Just when all the chatter about a possible Microsoft/Yahoo (NSDQ: YHOO) deal seemed to have finally died down, Bank of America/Merrill Lynch analyst Justin Post suggests a new way to structure the partnership: merge the two companies' online operations, but let Yahoo not Microsoft (NSDQ: MSFT) maintain the controlling stake. Here is more what he says in the report, published this morning:
Microsoft provides online operations and cash to the combined entity for a 49% stake. Consider giving Microsoft an option to buy additional shares in several years to acquire control.
Value the combined entity at $26 billion to $46 billion, which assumes a $14 to $23 per-share valuation for Yahoo and an immediate $5 to $8 cash dividend to its shareholders.
To make the deal to work, both companies need to come to the table acknowledging they need scale to compete in search and the only way to get there is to give up some control.
Mr. Post makes a strong argument for the operational benefits of a combined entity. Specifically the new company could:
Control 30% of the U.S. search market and the largest display-ad platform.
Generate about $9 billion in 2010 revenue (versus Google's $16 billion).

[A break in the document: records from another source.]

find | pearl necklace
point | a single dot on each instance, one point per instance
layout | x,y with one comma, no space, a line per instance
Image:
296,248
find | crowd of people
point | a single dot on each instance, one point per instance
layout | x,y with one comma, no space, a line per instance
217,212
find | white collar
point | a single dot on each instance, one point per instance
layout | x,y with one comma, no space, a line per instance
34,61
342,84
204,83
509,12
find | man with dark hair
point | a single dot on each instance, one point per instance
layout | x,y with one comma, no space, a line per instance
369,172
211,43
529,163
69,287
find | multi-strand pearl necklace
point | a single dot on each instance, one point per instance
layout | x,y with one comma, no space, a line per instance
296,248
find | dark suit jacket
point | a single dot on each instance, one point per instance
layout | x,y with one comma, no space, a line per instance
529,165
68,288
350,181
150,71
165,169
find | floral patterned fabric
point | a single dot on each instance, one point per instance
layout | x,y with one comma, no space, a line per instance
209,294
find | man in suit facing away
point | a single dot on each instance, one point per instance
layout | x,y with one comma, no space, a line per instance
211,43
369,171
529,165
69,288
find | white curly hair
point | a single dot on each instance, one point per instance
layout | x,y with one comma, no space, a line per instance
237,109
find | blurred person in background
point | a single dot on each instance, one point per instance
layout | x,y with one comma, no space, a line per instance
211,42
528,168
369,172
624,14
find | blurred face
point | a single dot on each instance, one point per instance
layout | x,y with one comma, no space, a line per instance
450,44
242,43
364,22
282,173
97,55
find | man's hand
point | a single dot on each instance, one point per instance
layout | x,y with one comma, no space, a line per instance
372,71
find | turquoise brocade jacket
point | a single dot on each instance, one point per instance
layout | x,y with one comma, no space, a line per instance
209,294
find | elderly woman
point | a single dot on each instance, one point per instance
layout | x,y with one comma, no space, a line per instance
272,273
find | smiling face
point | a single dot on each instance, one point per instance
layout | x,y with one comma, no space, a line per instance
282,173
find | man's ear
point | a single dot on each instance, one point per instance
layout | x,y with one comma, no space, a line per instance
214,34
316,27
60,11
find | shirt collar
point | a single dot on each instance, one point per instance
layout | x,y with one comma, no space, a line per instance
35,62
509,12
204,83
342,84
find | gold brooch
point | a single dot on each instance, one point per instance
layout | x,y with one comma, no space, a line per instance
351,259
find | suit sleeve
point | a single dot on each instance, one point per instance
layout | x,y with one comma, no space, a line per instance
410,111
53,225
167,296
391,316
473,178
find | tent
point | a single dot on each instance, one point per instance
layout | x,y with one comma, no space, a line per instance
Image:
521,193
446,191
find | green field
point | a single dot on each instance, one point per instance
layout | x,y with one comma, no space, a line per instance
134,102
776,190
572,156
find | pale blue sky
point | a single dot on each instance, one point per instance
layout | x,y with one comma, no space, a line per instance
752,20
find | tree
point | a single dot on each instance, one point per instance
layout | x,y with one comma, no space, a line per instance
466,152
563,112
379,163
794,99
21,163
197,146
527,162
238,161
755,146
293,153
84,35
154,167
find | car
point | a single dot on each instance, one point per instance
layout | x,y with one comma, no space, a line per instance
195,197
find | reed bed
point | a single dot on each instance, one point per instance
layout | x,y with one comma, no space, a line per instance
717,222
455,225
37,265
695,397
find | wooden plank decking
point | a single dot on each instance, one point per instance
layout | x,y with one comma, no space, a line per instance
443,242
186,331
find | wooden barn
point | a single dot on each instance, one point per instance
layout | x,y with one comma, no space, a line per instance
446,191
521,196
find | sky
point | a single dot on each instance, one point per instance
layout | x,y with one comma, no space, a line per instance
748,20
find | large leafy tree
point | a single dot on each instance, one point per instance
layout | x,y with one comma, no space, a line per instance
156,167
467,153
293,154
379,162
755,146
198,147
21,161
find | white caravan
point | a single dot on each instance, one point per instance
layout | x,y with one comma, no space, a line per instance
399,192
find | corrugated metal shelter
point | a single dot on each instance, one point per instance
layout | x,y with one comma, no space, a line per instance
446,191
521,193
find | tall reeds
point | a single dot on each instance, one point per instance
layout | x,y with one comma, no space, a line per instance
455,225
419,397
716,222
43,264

Achieve expense reductions of $1.4 billion (half of Microsoft's search related expenses could be eliminated).
Generate operating margins of about 20%.
The report does make some fairly aggressive assumptions on the deal and the resulting company. For example, trimming half of Microsoft's search expenses from the combined entity could inadvertently cut into some of the company's muscle. In addition, when valuing the respective companies' stakes in the new entity, different multiples of revenue are used for Yahoo and Microsoft (according to the returns generated from different revenue streams). Perhaps the largest hurdle to getting the proposed deal done is getting the two companies to agree on their respective valuations.
Still, the report does a good job of explaining why each company should do a deal under the proposed structure, or one similar to it. Post says "Microsoft has spent close to eight years nurturing OSB (the online services business) and has not reached critical masswe believe OSB could be better off incubating within an entity like Yahoo instead of within a software business."